A trio of prestigious evolutionists—Michael Ruse, Mark Ridley, and Niles Eldredge—wrote strongly negative reviews in prominent journals in an effort to crush Denton’s credibility and repel his attack. When the smoke cleared from the beach landings of 1985—86, the continent was still firmly in the hands of neo-Darwinism. Yet in the cliffs, here and there, certain pillboxes had fallen to the invaders, who were now spraying the countryside with sniper fire.

I trust the reader will bear with my Normandy metaphors, which of course are my own attempt to capture the wave of projection themes that powerfully chained out in the budding consciousness of early proponents of design when Denton’s attack was published. The imagery fits well with Denton’s comment in a letter in early 1987 that exemplified the Normandy fantasy scene: “I am totally committed to waging unceasing intellectual war on neo-Darwinian orthodoxy.” Denton was blunt, thorough, confident, and cognitively upsetting for anyone who began his reading with the assumption that Darwinian theory rested on ample confirming evidence. In a word (Denton’s own word in the preface), the critique was radical—a notion I shall analyze later in the chapter.

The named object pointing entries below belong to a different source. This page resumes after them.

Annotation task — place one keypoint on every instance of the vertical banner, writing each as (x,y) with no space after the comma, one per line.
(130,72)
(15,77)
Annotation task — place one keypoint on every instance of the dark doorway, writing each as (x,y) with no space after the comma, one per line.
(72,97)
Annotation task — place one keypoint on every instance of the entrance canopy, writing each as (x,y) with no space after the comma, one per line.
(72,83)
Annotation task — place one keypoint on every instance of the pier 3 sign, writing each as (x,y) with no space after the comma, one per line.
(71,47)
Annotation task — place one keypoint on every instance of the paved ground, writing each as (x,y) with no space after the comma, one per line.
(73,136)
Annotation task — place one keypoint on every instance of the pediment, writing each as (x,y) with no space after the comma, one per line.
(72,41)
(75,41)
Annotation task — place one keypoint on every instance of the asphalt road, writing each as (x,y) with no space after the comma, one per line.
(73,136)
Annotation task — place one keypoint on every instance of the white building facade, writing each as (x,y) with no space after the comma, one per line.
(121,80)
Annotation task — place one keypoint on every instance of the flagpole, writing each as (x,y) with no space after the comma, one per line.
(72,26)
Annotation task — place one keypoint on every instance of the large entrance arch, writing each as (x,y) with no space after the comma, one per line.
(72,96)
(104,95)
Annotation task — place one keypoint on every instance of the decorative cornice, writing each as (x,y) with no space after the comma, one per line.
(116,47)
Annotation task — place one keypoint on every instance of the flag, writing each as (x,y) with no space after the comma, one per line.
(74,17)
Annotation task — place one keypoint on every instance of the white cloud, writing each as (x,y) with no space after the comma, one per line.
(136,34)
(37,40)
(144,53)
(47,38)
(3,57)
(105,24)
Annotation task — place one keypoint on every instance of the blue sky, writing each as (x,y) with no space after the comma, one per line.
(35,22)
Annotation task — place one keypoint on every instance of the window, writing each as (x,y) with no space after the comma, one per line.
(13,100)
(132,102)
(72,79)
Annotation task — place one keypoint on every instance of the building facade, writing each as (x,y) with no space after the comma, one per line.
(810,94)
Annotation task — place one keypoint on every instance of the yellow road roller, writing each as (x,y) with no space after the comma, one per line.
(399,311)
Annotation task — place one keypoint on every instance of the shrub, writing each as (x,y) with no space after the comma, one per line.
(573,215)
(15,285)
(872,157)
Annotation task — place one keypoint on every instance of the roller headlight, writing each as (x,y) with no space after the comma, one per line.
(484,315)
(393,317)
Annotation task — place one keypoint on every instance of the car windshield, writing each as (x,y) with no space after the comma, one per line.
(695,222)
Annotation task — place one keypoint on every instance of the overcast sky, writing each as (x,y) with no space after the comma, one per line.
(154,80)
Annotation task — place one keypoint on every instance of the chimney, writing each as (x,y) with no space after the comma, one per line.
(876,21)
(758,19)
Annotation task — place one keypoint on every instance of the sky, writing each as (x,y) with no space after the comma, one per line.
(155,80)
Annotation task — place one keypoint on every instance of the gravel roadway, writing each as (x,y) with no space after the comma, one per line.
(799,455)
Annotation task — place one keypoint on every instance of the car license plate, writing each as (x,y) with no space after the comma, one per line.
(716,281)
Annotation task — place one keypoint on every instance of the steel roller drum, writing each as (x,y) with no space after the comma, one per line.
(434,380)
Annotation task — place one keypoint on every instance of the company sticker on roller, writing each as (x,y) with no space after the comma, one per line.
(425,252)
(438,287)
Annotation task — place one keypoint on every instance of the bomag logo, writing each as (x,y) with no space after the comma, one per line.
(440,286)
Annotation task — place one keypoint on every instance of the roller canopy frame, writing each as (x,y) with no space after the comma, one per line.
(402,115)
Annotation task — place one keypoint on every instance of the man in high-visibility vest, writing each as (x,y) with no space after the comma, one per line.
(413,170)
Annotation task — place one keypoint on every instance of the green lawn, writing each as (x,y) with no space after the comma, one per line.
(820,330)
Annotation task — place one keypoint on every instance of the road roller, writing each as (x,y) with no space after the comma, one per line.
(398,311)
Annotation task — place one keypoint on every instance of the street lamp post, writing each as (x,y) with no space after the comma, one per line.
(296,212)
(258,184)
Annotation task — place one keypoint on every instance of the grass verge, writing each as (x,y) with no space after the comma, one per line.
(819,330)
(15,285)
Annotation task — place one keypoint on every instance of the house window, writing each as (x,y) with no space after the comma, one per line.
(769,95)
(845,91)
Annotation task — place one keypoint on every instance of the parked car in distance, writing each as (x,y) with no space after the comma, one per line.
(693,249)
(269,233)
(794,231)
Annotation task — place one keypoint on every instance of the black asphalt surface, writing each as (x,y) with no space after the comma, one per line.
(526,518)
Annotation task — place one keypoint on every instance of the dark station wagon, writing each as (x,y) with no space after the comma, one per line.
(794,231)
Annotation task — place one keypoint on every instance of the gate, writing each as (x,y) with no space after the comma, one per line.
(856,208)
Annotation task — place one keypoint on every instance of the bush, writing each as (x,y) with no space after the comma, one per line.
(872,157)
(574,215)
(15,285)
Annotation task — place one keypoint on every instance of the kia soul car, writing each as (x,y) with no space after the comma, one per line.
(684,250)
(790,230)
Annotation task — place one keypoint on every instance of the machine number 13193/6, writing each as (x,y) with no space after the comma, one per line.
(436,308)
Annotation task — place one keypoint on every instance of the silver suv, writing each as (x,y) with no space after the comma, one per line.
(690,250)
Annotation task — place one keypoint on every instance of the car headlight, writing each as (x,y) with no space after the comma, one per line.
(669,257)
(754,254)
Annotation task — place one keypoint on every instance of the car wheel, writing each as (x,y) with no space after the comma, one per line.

It is impossible to trace the development of Design in the 1990s and beyond without reviewing the origin of that movement in the rhetorical invasion and bloody skirmishes that were triggered by Michael Denton in 1985. His Evolution: A Theory in Crisis (hereafter referred to as Evolution) is, to an astonishing degree, the initial impetus, inspiration, and even rationale of the movement. Together with The Mystery of Life’s Origin, a more technical critique focused on chemical evolution that preceded Evolution by a few months, Denton practically established the rhetorical matrix of values, communication styles, purposes, perspectives, assumptions, and beliefs that became the substance of the new Design genre. These books also supplied a fund of rhetorical resources—lines of argument, phraseology, and especially patterns of evidence and anomalies gathered from many different biological fields. All of these outfitted the invading marines of the incipient Design Movement as they strategized their next sorties.
(Doubts About Darwin: A History of Intelligent Design
By Thomas Woodward :47-49)


Zingers are good for sniping, yet I personally do not attempt to establish or maintain "credibility" and I have little to no ethos as a rhetor from an identity/image to base it on. It is good to lack an image, as then there is nothing there for an adversary to attack. Then there is no "who"/identity, only the "what"/argument to deal with. A similar pattern might be: Do not make a graven image to venerate so that you may look to the Word of God instead. The Word of God is what the Mind of God says and communication is the key, insight over sight. Yet then you may have sight through Jesus, as the Word became flesh.

This pattern has helped me out over time, as it creates a tendency to look to text, facts, history and philosophy instead of dealing with the inane personal politics of "credibility" all the time. (E.g. answering Mike's memes....science thumpers are all about personal "credibility." And that's about it for them.)

As Naturalists place the physical and worldly before the metaphysical and spiritual, their focus may shift to the physical person and away from text, logic and evidence naturally enough. By focusing on what is being written instead of who is writing it, I'm just helping Naturalists out of what Mommy Earth tends to select for her believers by her natural selections.

It seems that being helpful like that comes naturally to me.